My daughter keeps reassuring everyone around us that I am indeed her mother, not her grandmother. So much for scoring points with the kind of cute lifeguard.
Meanwhile, I alternate playing “motorboat” with my 45-pound toddler, keeping half an eye on my four-year old, and listening to my six-year old frantically shriek “I’m drowning! Help, I’m drowning!” all while shooting the two older boys dirty looks when they cannonball on top of Pools. I feel faint.
At the end of our allotted half-hour session, the three older boys emerge dripping from the pool. Charlie is tearstained and clutching his floating bubble like it’s the last lifeboat on the Titanic. Pools looks shaken. On our way back to the locker room Henry tosses one last insult over his shoulder in her direction. “I no yike you! You face yike a stinky bum!” I whisk him away, explaining that he, too, has autism. (He doesn’t. Just bad manners.)

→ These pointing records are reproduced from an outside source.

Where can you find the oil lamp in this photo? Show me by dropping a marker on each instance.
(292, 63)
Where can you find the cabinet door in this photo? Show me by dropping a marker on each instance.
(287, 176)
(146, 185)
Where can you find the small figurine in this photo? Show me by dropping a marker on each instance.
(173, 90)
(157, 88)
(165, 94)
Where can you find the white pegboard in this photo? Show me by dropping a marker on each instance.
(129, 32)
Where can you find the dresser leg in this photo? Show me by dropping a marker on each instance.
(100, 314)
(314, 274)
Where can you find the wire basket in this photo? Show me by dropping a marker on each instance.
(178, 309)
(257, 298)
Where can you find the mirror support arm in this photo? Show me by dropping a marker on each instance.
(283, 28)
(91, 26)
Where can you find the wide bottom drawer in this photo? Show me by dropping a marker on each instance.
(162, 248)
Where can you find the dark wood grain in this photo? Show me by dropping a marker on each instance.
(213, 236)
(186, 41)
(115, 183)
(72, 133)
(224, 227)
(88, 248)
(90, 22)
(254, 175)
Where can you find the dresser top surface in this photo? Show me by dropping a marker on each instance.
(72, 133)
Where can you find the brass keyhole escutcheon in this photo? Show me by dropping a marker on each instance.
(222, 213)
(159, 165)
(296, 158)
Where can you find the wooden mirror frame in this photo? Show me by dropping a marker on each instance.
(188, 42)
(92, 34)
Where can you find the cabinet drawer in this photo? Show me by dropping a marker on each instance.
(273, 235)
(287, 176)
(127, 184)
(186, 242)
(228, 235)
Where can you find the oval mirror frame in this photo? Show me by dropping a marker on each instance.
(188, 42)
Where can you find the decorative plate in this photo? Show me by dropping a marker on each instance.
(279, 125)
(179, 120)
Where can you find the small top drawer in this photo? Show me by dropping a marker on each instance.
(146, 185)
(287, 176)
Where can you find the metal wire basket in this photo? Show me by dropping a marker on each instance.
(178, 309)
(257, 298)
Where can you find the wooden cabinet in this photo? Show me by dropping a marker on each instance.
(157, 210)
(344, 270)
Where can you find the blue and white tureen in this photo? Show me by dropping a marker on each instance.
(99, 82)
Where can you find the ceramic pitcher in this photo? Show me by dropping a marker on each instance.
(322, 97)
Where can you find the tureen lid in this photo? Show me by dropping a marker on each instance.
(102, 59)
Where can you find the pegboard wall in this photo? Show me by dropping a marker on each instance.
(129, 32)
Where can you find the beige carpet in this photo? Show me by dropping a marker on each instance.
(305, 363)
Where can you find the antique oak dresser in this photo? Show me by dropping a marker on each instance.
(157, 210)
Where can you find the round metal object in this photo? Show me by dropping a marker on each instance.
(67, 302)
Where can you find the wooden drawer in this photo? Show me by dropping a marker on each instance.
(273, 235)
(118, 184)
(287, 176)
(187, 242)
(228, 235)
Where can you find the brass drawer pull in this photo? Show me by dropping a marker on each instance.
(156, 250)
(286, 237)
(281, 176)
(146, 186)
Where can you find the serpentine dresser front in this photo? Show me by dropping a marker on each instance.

After shuffling them all back to the car in the now-darkened parking garage, the ride home commences similarly to the journey downtown. They alternate between demanding I find LMFAO’s Party Rock on the radio station and begging to stop at various taco stands for dinner. My daughter requests, in her endearing I-drank a-case-of-Jack-Daniels-and-it’s-time-for-another-cigarette voice, that I use my phone to “Text my fadder. To tell him how much I love him.” Uh huh, I’ll get right on that.
At last we’re home, and the kids explode out of the minivan and into the backyard. I trudge upstairs, weighed down by the bag holding six wet bathing suits, five soaked towels (care to guess who had to air dry?), and assorted pairs of underwear left behind by those who chose to ride home commando. I throw it all in the wash so it will be ready for our lesson next week.
I hope my award comes before then.
David C Hofer
May 29, 2012 @ 6:41 am
Looking forward to part two!!
Muffintopmommy
May 29, 2012 @ 11:49 pm
Is it wrong to say I’m a little “afwaid” for part dos??? You’re brave. I took three last year and it was the longest half hour of my life! I’m laughing with you, not at you. I swear!